Kyan, qui s'appelait Mohamed jusqu'il y a deux ans, a étudié le graphisme à Namur. Après avoir obtenu son diplôme, il retourne à Bruxelles pour croquer la vie professionnelle à pleines dents. Il se doutait depuis le début que son nom lui vaudrait des difficultés. "Pendant mes études, j'avais déjà compris qu'on me traitait différemment à cause de mon nom. Dans le métro, à l'école, dans la vie quotidienne, je voyais des inconvénients partout."

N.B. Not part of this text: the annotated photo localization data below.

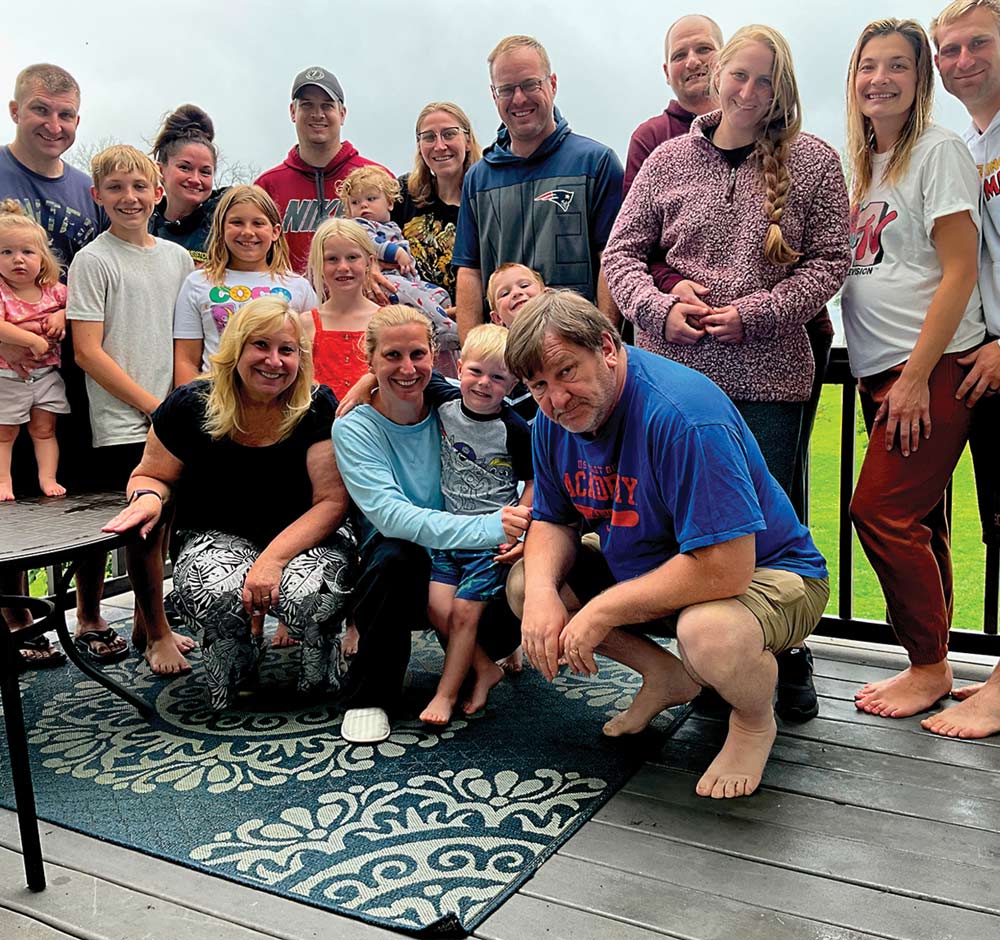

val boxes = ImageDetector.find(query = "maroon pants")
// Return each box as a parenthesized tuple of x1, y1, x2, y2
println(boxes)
(849, 352, 973, 665)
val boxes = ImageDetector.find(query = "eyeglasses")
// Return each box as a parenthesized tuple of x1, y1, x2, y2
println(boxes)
(491, 77, 549, 100)
(416, 127, 466, 144)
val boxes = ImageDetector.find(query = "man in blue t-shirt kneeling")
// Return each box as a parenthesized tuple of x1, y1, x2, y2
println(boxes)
(505, 291, 830, 800)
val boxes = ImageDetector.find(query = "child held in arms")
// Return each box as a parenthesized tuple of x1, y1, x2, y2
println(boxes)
(339, 165, 460, 374)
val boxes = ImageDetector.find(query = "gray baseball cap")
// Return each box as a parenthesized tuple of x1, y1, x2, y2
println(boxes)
(291, 67, 344, 104)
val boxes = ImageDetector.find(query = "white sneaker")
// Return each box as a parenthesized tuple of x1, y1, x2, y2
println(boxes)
(341, 707, 390, 744)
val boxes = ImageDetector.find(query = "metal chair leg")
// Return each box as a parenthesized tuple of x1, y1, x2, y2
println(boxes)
(0, 613, 46, 891)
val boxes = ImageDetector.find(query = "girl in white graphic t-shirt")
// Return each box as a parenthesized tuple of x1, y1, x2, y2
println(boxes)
(172, 185, 316, 388)
(842, 18, 985, 721)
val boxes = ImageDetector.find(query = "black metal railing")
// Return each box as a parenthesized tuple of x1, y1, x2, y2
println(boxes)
(814, 347, 1000, 655)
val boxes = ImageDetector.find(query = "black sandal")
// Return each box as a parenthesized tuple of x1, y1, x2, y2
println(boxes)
(17, 634, 67, 671)
(72, 628, 130, 665)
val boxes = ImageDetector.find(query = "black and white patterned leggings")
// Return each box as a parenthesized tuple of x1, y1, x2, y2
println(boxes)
(171, 527, 356, 711)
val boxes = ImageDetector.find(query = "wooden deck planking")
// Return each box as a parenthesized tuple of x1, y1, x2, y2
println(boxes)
(2, 638, 998, 940)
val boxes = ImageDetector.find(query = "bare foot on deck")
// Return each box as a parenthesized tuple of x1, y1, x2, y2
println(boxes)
(498, 645, 523, 674)
(271, 622, 298, 648)
(341, 622, 359, 658)
(144, 636, 192, 675)
(132, 625, 196, 654)
(696, 712, 777, 799)
(951, 682, 985, 701)
(0, 481, 14, 501)
(603, 655, 700, 737)
(461, 660, 504, 715)
(854, 662, 952, 718)
(39, 478, 66, 497)
(921, 682, 1000, 739)
(420, 692, 458, 725)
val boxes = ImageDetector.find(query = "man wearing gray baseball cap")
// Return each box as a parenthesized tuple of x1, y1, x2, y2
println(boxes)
(255, 66, 388, 273)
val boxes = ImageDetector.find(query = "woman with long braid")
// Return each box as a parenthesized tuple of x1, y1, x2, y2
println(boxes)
(603, 24, 851, 498)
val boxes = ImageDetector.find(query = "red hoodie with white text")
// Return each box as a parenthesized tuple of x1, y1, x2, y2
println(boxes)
(255, 143, 389, 273)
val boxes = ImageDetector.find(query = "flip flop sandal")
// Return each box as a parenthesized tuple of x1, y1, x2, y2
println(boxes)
(73, 628, 130, 665)
(341, 707, 391, 744)
(17, 634, 67, 671)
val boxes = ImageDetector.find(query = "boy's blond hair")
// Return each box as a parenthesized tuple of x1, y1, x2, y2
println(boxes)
(90, 144, 159, 189)
(461, 323, 511, 366)
(485, 262, 545, 313)
(931, 0, 1000, 45)
(337, 166, 401, 207)
(0, 199, 63, 287)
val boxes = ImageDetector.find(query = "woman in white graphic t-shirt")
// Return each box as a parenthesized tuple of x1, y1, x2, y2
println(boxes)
(842, 17, 985, 721)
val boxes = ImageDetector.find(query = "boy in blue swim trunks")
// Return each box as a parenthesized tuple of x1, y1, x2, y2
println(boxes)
(422, 324, 533, 725)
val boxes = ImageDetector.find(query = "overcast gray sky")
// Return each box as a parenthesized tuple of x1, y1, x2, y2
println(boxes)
(0, 0, 971, 180)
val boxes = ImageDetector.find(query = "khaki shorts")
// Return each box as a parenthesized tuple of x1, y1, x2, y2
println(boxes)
(0, 369, 70, 425)
(735, 567, 829, 654)
(563, 537, 828, 654)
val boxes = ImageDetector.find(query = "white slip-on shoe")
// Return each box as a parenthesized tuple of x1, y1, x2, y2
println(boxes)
(341, 707, 391, 744)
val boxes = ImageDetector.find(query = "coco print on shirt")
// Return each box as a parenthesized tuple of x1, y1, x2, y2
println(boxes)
(209, 283, 293, 334)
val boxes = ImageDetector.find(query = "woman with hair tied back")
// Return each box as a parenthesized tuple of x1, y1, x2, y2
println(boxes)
(842, 19, 984, 721)
(603, 24, 850, 497)
(149, 104, 228, 265)
(391, 102, 482, 303)
(103, 296, 355, 711)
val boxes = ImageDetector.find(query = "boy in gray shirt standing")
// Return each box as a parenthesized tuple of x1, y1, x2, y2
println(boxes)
(67, 145, 193, 675)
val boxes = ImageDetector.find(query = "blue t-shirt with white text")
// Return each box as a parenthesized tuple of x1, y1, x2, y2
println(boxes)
(531, 348, 827, 583)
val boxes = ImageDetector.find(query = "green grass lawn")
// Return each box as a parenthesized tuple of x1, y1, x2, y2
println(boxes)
(808, 384, 987, 632)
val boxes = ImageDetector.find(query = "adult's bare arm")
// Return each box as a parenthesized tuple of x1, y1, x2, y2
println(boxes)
(520, 519, 580, 680)
(241, 439, 349, 614)
(877, 210, 978, 456)
(456, 267, 484, 345)
(560, 534, 756, 676)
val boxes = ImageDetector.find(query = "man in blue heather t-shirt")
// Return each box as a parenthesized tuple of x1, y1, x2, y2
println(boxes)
(504, 291, 830, 801)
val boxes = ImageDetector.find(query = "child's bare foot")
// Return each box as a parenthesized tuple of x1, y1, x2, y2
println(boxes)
(603, 654, 700, 737)
(498, 645, 523, 674)
(696, 712, 777, 799)
(342, 622, 360, 658)
(952, 681, 985, 701)
(0, 481, 14, 501)
(420, 692, 458, 725)
(39, 478, 66, 497)
(461, 660, 504, 715)
(922, 680, 1000, 739)
(271, 622, 298, 648)
(144, 636, 192, 675)
(854, 662, 952, 718)
(132, 624, 196, 654)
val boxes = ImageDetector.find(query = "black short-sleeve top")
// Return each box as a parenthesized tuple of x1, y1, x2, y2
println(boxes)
(152, 382, 338, 546)
(391, 173, 460, 299)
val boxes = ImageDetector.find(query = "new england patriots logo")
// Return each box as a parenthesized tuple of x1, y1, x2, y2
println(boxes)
(534, 189, 574, 211)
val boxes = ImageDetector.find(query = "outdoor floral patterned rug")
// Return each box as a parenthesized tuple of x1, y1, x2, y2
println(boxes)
(1, 620, 687, 937)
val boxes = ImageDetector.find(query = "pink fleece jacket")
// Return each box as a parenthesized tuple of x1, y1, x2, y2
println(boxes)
(603, 111, 850, 402)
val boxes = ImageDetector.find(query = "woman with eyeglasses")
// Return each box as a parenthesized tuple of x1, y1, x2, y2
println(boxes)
(391, 102, 482, 303)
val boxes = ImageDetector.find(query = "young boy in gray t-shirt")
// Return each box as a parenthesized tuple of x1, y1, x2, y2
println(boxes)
(67, 145, 192, 674)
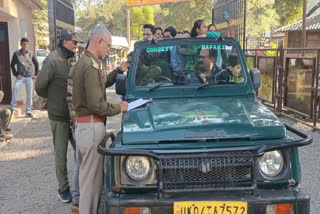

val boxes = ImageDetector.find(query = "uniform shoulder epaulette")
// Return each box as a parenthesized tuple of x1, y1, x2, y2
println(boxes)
(90, 57, 100, 70)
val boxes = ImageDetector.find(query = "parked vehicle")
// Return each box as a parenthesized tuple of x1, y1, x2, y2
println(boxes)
(99, 37, 312, 214)
(36, 49, 49, 70)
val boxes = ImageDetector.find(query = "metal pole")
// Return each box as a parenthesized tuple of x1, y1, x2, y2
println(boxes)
(53, 0, 57, 49)
(243, 0, 247, 50)
(302, 0, 307, 53)
(48, 0, 56, 51)
(127, 8, 131, 49)
(313, 50, 320, 129)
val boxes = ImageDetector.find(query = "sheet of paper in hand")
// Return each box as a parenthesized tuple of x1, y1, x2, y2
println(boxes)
(128, 98, 152, 111)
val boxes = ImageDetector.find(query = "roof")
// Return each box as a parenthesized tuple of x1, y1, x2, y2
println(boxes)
(277, 13, 320, 32)
(23, 0, 42, 10)
(307, 0, 320, 16)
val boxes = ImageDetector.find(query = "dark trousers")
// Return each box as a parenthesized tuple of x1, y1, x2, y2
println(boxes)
(49, 119, 76, 190)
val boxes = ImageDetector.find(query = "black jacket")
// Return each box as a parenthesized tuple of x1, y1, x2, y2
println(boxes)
(11, 49, 39, 77)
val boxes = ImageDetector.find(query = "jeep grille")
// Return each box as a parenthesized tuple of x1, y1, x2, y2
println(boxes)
(160, 153, 254, 192)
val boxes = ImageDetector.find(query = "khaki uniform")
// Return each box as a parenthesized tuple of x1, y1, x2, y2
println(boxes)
(72, 50, 121, 214)
(69, 66, 123, 205)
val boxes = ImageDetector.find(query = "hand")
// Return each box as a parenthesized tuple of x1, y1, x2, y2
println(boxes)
(147, 35, 154, 41)
(175, 34, 184, 39)
(17, 75, 22, 80)
(120, 101, 128, 113)
(118, 62, 128, 73)
(228, 18, 235, 26)
(32, 76, 37, 80)
(71, 112, 76, 123)
(42, 99, 48, 110)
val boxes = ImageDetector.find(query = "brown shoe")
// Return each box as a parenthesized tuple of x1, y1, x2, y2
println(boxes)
(71, 201, 79, 214)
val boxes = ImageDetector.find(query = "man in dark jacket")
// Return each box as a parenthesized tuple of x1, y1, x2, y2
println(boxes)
(10, 38, 39, 117)
(35, 29, 78, 203)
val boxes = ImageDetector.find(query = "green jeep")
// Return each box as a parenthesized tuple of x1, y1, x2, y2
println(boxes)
(98, 37, 312, 214)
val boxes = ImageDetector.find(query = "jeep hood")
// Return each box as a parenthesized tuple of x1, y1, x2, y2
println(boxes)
(122, 98, 286, 144)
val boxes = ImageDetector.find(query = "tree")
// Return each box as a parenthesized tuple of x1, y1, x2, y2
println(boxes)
(131, 6, 155, 40)
(156, 0, 213, 32)
(274, 0, 310, 25)
(246, 0, 279, 37)
(73, 0, 127, 40)
(33, 0, 49, 48)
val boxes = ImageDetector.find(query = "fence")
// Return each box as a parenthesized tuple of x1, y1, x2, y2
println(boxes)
(245, 47, 320, 130)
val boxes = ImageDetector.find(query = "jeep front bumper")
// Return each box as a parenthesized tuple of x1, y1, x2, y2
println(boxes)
(103, 189, 310, 214)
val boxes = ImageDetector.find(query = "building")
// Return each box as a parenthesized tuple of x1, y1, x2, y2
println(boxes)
(0, 0, 41, 104)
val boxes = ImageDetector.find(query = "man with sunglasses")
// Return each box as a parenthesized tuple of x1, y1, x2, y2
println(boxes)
(35, 29, 79, 203)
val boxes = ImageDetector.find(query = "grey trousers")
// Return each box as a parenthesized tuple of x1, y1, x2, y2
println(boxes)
(49, 119, 76, 191)
(75, 119, 105, 214)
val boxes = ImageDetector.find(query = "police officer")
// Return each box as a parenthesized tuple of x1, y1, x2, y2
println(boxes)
(70, 42, 129, 214)
(72, 24, 128, 214)
(35, 29, 78, 203)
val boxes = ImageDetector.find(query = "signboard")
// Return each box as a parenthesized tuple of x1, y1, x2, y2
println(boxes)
(48, 0, 75, 50)
(247, 36, 271, 49)
(127, 0, 190, 7)
(56, 0, 75, 29)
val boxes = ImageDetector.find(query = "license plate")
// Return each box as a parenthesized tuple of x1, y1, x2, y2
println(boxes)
(174, 201, 248, 214)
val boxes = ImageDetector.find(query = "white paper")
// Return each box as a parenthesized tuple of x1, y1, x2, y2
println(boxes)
(128, 98, 152, 111)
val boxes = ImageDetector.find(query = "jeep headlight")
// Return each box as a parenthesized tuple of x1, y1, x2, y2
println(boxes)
(259, 150, 284, 178)
(126, 156, 151, 180)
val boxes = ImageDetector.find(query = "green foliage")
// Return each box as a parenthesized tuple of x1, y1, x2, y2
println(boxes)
(246, 0, 279, 37)
(266, 42, 279, 56)
(72, 0, 309, 43)
(156, 0, 212, 32)
(273, 0, 310, 25)
(246, 0, 310, 37)
(131, 6, 155, 40)
(33, 0, 49, 48)
(73, 0, 127, 40)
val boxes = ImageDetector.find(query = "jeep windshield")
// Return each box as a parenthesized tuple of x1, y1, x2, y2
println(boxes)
(134, 40, 245, 89)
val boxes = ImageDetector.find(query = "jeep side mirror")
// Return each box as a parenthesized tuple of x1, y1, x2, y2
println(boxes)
(250, 68, 261, 90)
(115, 74, 127, 96)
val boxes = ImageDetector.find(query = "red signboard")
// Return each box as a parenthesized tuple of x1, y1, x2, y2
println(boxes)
(127, 0, 190, 7)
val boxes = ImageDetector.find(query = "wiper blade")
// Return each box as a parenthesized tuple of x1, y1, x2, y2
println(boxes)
(195, 80, 237, 90)
(148, 80, 187, 91)
(147, 81, 171, 92)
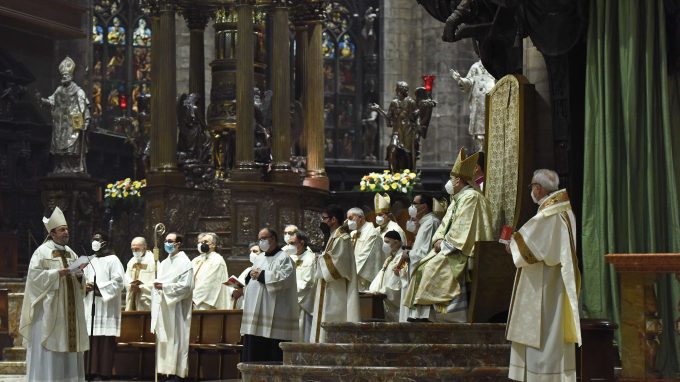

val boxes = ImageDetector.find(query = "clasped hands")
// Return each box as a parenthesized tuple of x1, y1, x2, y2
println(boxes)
(250, 267, 262, 280)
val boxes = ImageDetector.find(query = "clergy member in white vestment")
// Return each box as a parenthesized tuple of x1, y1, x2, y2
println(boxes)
(404, 149, 495, 323)
(374, 193, 407, 243)
(240, 228, 299, 362)
(369, 231, 407, 322)
(347, 207, 384, 291)
(229, 243, 261, 309)
(285, 230, 317, 342)
(125, 236, 156, 311)
(283, 224, 298, 244)
(310, 205, 360, 343)
(192, 232, 229, 309)
(83, 231, 125, 379)
(506, 169, 581, 382)
(401, 194, 442, 321)
(152, 232, 194, 381)
(19, 206, 89, 382)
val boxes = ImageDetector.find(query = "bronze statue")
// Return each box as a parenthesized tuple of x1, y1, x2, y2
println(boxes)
(361, 103, 378, 160)
(38, 56, 90, 175)
(177, 93, 214, 188)
(370, 81, 435, 172)
(253, 87, 272, 167)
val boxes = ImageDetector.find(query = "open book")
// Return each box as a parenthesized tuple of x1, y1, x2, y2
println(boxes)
(223, 275, 244, 288)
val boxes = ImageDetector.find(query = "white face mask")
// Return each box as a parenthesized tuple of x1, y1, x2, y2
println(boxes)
(347, 219, 358, 231)
(445, 179, 454, 195)
(91, 240, 101, 252)
(258, 239, 270, 253)
(382, 242, 393, 254)
(249, 251, 259, 264)
(408, 205, 417, 218)
(375, 215, 385, 226)
(284, 233, 293, 244)
(132, 251, 144, 259)
(406, 220, 417, 232)
(283, 244, 297, 256)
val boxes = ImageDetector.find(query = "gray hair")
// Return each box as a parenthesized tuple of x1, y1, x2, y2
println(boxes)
(347, 207, 365, 218)
(198, 232, 219, 246)
(131, 236, 147, 248)
(532, 169, 559, 192)
(284, 224, 298, 232)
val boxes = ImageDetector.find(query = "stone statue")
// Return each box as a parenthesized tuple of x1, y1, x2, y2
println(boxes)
(370, 81, 422, 172)
(177, 93, 214, 188)
(254, 87, 273, 167)
(362, 6, 379, 57)
(38, 56, 90, 175)
(361, 104, 378, 160)
(451, 60, 495, 150)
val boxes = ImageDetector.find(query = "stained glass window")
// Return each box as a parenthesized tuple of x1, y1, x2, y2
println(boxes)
(91, 0, 152, 133)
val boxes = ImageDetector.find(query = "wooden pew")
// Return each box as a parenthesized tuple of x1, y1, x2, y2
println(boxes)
(0, 289, 10, 359)
(114, 309, 242, 380)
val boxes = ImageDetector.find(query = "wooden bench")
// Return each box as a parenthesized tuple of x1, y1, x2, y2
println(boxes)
(113, 309, 243, 380)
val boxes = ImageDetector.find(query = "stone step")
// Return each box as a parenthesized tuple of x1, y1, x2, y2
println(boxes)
(238, 363, 509, 382)
(0, 281, 25, 293)
(323, 322, 508, 344)
(282, 343, 509, 367)
(2, 347, 25, 361)
(0, 361, 25, 375)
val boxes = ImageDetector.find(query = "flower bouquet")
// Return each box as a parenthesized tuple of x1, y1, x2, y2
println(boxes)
(104, 178, 146, 208)
(358, 169, 420, 194)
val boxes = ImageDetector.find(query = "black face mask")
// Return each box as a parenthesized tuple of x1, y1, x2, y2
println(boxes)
(199, 243, 210, 253)
(319, 221, 331, 237)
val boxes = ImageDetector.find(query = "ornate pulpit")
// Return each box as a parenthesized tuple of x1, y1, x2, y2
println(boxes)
(605, 253, 680, 381)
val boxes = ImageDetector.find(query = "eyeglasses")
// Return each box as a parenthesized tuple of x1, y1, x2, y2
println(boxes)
(321, 215, 330, 221)
(164, 239, 175, 243)
(528, 183, 539, 190)
(259, 236, 272, 240)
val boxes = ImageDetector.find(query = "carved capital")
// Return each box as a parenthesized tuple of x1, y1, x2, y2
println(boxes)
(183, 7, 211, 30)
(291, 0, 325, 25)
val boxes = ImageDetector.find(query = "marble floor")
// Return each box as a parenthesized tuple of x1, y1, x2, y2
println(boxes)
(0, 377, 240, 382)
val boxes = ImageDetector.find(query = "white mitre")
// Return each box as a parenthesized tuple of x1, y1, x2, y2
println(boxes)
(43, 206, 67, 232)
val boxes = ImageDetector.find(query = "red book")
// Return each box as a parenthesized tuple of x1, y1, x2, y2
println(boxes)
(499, 226, 513, 244)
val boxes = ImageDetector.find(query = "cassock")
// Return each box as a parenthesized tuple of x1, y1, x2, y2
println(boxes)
(124, 250, 156, 311)
(506, 189, 581, 382)
(240, 248, 298, 362)
(310, 227, 360, 343)
(191, 251, 229, 309)
(351, 222, 385, 291)
(403, 186, 494, 321)
(290, 247, 317, 342)
(368, 248, 408, 322)
(377, 220, 407, 243)
(405, 212, 441, 320)
(83, 252, 125, 378)
(19, 240, 89, 382)
(151, 251, 194, 378)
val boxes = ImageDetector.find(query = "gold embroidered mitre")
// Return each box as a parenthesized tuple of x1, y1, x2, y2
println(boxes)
(450, 148, 479, 182)
(59, 56, 76, 76)
(374, 193, 391, 214)
(42, 206, 68, 232)
(433, 197, 448, 219)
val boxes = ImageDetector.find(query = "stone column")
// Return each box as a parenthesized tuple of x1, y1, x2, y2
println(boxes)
(299, 2, 327, 190)
(149, 0, 183, 185)
(231, 0, 259, 180)
(184, 8, 211, 117)
(270, 1, 296, 183)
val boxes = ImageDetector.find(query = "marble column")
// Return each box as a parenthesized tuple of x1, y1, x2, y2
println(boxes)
(149, 0, 183, 185)
(184, 8, 210, 117)
(270, 1, 296, 183)
(300, 2, 328, 190)
(231, 0, 259, 181)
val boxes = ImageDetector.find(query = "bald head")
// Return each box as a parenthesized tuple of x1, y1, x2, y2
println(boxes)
(131, 236, 147, 252)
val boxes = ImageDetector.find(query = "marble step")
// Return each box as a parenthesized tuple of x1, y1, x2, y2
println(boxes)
(0, 281, 25, 293)
(2, 347, 25, 361)
(0, 361, 25, 375)
(282, 342, 509, 367)
(323, 322, 508, 344)
(238, 363, 509, 382)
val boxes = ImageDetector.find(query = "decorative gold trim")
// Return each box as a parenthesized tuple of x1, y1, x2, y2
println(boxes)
(560, 212, 581, 296)
(322, 253, 342, 280)
(512, 232, 539, 264)
(314, 279, 326, 343)
(539, 190, 570, 212)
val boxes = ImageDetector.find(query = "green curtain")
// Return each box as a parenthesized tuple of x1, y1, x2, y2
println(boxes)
(582, 0, 680, 377)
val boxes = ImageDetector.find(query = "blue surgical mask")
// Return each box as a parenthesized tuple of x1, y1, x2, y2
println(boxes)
(164, 242, 175, 254)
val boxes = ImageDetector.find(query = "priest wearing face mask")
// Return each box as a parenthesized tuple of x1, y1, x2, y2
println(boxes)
(283, 224, 298, 244)
(369, 231, 408, 321)
(229, 243, 261, 309)
(403, 148, 495, 322)
(506, 169, 581, 382)
(373, 193, 407, 243)
(241, 228, 298, 362)
(125, 236, 156, 311)
(346, 207, 384, 292)
(401, 194, 442, 321)
(83, 231, 125, 380)
(283, 230, 317, 342)
(311, 205, 360, 343)
(152, 232, 194, 381)
(20, 207, 89, 382)
(191, 232, 229, 310)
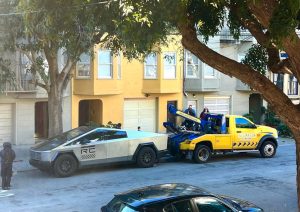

Après avoir obtenu son diplôme, il sollicitait à plus de quarante endroits différents, sans recevoir la moindre réponse. "Je comprends qu'il est difficile de trouver du travail pour tout le monde, mais je m'attendais tout de même à recevoir quelques réponses, même négatives."

Il décida donc de changer de prénom pour avoir plus de chances sur le marché de l'emploi. Au début, ses parents, tous deux des musulmans pratiquants, étaient opposés à l'idée, mais entretemps ils ont compris les avantages.

Deux semaines après, il a trouvé du travail, et deux ans après, Kyan développe en tant qu'indépendant des sites, des infographies et des visualisations 3D.

Le cas de Mohamed n'est pas isolé, nous raconte l'agence régionale de l'emploi Actiris. "La diversité est une réalité à Bruxelles, mais la discrimination hélas aussi", nous explique l'adjointe au directeur-général Caroline Mancel. "Les chiffres en disent long. Le chômage chez les gens d'origine belge se situe à moins de 10 pourcents. Pour les gens d'origine maghrébine, il est de 30 pourcents."

La politique contribue-t-elle suffisamment à la lutte contre la discrimination? "Quand on entend l'exemple de Mohamed/Kyan, on se rend compte qu'il y a encore du pain sur la planche", avoue Mancel.